Falls die Voraussetzungen für die Scheidung vorliegen, kann ein Scheidungsantrag gestellt werden. In diesem Fall wird das Gericht in jedem Fall von sich aus den so genannten Versorgungsausgleich, d. h. den Ausgleich, der während der Ehezeit erworbenen Rentenansprüche durchführen, es sei denn, es liegt ein wirksamer notarieller Verzichtsvertrag vor, der länger als ein Jahr vor Einreichung des Ehescheidungsantrages geschlossen wurde.

Nur auf Antrag regelt das Gericht im Scheidungsverfahren die so genannten Scheidungsfolgesachen, nämlich:
- Kindesunterhalt
- Ehegattenunterhalt
- Vermögensauseinandersetzung
- Kindesumgang
- Sorgerecht
- Hausratsteilung
Das Gericht regelt diese Punkte nicht von Amts wegen, sondern nur auf Antrag.

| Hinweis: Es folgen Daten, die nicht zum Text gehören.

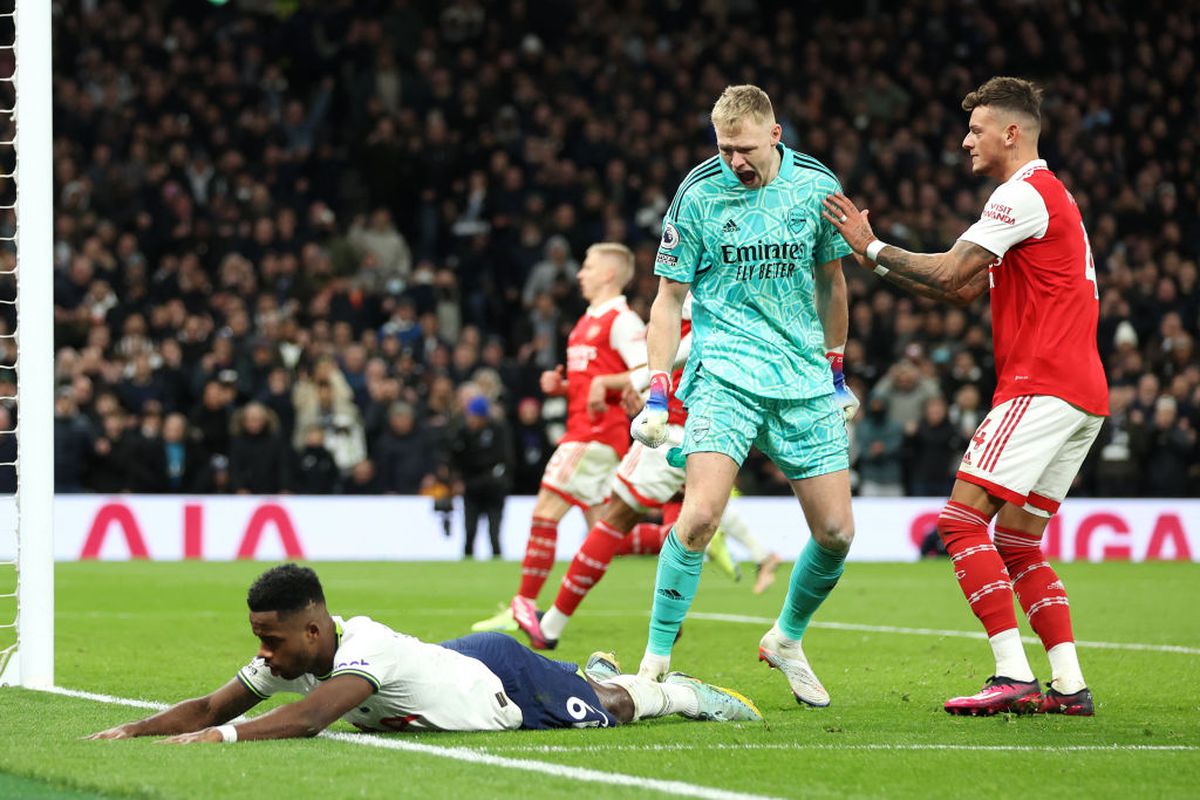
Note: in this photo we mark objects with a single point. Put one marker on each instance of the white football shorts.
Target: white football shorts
(645, 479)
(1029, 450)
(581, 473)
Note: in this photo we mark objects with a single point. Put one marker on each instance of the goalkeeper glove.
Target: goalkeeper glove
(841, 394)
(651, 425)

Werden von einer Partei in einem oder mehreren Angelegenheiten Anträge gestellt, wird das Gericht in der Regel die Ehe erst scheiden, wenn über die Folgesachen entschieden wurde.

Ohne rechtsanwaltliche Vertretung kann im Scheidungsverfahren selbst kein Antrag gestellt werden. Es besteht Anwaltszwang.

Wenn man sich im Vorfeld des Scheidungsverfahrens über die Scheidungsfolgesachen geeinigt hat, genügt es, wenn nur der Antragsteller anwaltlich vertreten ist. Der andere kann dem Scheidungsantrag auch ohne anwaltliche Vertretung zustimmen.

Für die Erarbeitung einer Vereinbarung über die Scheidungsfolgesachen sollte man sich aber in jedem Fall anwaltlich beraten lassen.